Schriftliche Frage zum geplanten Standortübungsplatz der Bundeswehr bei Tannheim

Frage von Tobias Pflüger an die Bundesregierung: Welche Übungen sollen auf dem geplanten Standortübungsplatz der Bundeswehr bei Tannheim durchgeführt werden (bitte aufschlüsseln nach Truppenteilen, Umfang und zu erwartender Lärmemission), und inwiefern werden alternative Standorte geprüft?

Antwort des Parlamentarischen Staatssekretärs Dr. Peter Tauber vom 13. Oktober 2020:

Der aktuelle Standortübungsplatz Donaueschingen kann die speziellen Ausbildungsbelange der am Standort stationierten Einheiten des Jägerbataillons 292 und der 3. Kompanie des Deutsch-Französischen Versorgungsbataillons nicht vollumfänglich gewährleisten.

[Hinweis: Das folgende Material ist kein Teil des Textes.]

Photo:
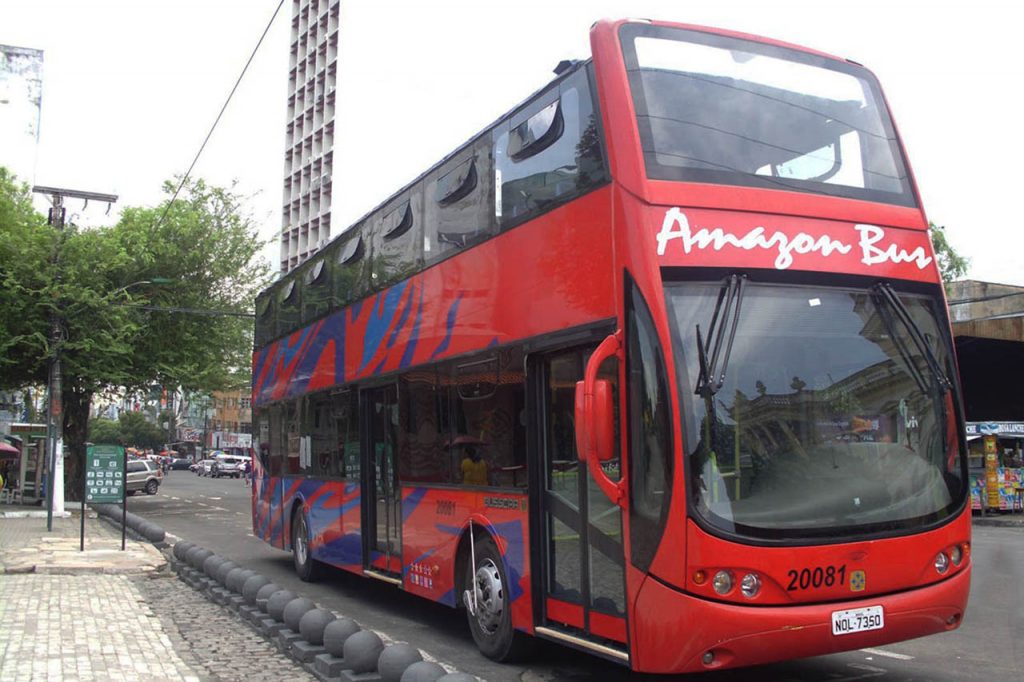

Auf den Erweiterungsflächen ist ausschließlich die Realisierung von Übungsräumen und Übungsanlagen für die personen- und radfahrzeuggebundene Ausbildung sowie von Schießanlagen mit Manöver- und Übungsmunition geplant. Diese Ausbildung ist die unabdingbare Grundlage für das Herstellen und Halten der Einsatzbereitschaft der betreffenden Truppenteile. Erst das im Rahmen der Machbarkeitsstudie angewiesene Lärmschutzgutachten wird zeigen, in welchem Umfang, in welcher Qualität und unter welchen Bedingungen die vorgenannte Ausbildung auf den Erweiterungsflächen durchgeführt werden kann.

Als Alternative zur geplanten Erweiterung des Standortübungsplatzes Donaueschingen im Bereich des Ochsenberg und Weißwald wurde die dauerhafte Mitbenutzung des nächstgelegenen Truppenübungsplatzes Heuberg am Standort Stetten a. k. M. geprüft. Aufgrund der Entfernung von ca. 78 km bzw. zwei Stunden Fahrzeit, der damit einhergehenden Umweltbelastung und verlorenen Ausbildungszeit, der eingeschränkten Verfügbarkeit des Platzes für das Jägerbataillon 292 und die 3. Kompanie des Deutsch-Französischen Versorgungsbataillons und dem jeweils damit verbundenen organisatorischen Aufwand, musste diese Lösung verworfen werden.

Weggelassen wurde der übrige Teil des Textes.